With interest rates plunging to record lows, it's getting harder to make cash work. But thanks to Ken Tumin, founder of DepositAccounts.com, I have a very good product to tell you about. Here's the scoop on a great place for cash you won't need for about 16 months. You'll earn long-term bond rates with only very short-term interest rate risk. First, some background and then the specifics.
Dismal rates today
With rates continuing to fall, I've been wondering how low rates can go? The AA+ rated 5-Year Treasury bond is yielding only 1.25 percent. Vanguard's Total Bond Fund (BND) is yielding 2.52 percent. That fund could decrease by about five percent for every one percent increase in intermediate-term rates. And though I'm not predicting a bond bubble, it does still concern me.
The iGoBanking CD
I'm recommending the iGoBanking FDIC insured 10 year CD, understanding that you may not leave the funds for the full 10 years. This 10-year CD with a minimum $1,000 deposit, yields 3.25 percent APY and has only a six month early withdrawal penalty.
I've developed estimates of the yields of iGoBanking after paying the penalty and compared it to the Ally Bank 5-year CD, with a 2.30 percent APY yield. You can see, for example, that breaking the CD after two years yields 2.46 percent APY, compared to Ally Bank yield of 2.11 percent APY. The breakeven works out that iGoBanking yields more than Ally Bank after 16 months.
Buying this CD is the equivalent of buying a bond with a put option giving the right to sell it back to iGoBanking at a 1.625% discount, which is one half of the 3.25 percent yield. Thus, there would be two reasons you would close the account early.
1. You need the money.
2. Interest rates have increased and you can earn more elsewhere.
More on iGoBanking and this CD
iGoBanking is a division of Flushing Savings Bank, FSB, which has a three star Safe and Sound rating. It is very consumer friendly in that, after completing the application, they will hold the rate as long as the funds are received within 15 days, according to marketing director, Patricia Tiffany. Funding the CD quickly is recommended.
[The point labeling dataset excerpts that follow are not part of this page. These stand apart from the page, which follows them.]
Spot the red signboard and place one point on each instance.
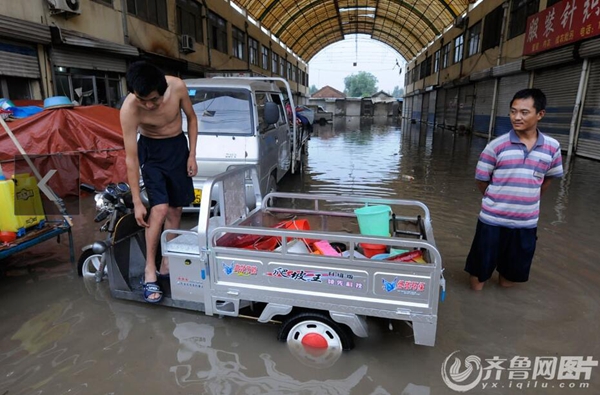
(563, 23)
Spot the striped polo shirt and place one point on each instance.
(512, 199)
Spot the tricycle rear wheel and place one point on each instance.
(315, 329)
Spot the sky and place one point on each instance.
(331, 65)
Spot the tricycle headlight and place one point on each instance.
(99, 201)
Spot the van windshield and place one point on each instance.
(222, 111)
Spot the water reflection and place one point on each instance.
(221, 372)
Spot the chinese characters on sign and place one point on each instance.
(564, 23)
(338, 279)
(520, 371)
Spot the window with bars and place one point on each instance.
(218, 32)
(519, 12)
(189, 19)
(473, 35)
(459, 43)
(265, 57)
(492, 29)
(151, 11)
(238, 37)
(253, 51)
(274, 63)
(446, 55)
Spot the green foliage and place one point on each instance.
(363, 84)
(398, 92)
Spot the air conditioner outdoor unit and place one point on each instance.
(66, 7)
(460, 21)
(187, 43)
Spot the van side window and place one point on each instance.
(277, 100)
(261, 99)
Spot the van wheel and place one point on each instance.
(299, 164)
(315, 329)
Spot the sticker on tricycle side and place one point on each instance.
(332, 280)
(197, 196)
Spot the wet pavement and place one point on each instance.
(62, 335)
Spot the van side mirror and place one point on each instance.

They do not allow partial early withdrawals so I recommend opening up multiple CDs in case you need some of the cash. For example, rather than opening up one $20,000 CD, you could open four $5,000 CDs. This CD is not available for IRA accounts. For more specifics, check out the iGoBanking wrrite-up on DepositAccounts.com.
Don't panic and get out of stocks, just make sure your fixed income is working hard and is safe. With rates so low, it's tempting to leave cash earning nothing. Frame your decision differently. Opening up a $20,000 CD yields about $600 more per year than cash earning only 0.25%. If it takes an hour of your time, you've earned $600 per hour. Not bad pay in my book. Be sure to never ever go above FDIC limits, but remember you can get millions of dollars of FDIC insurance at each institution if you do it right.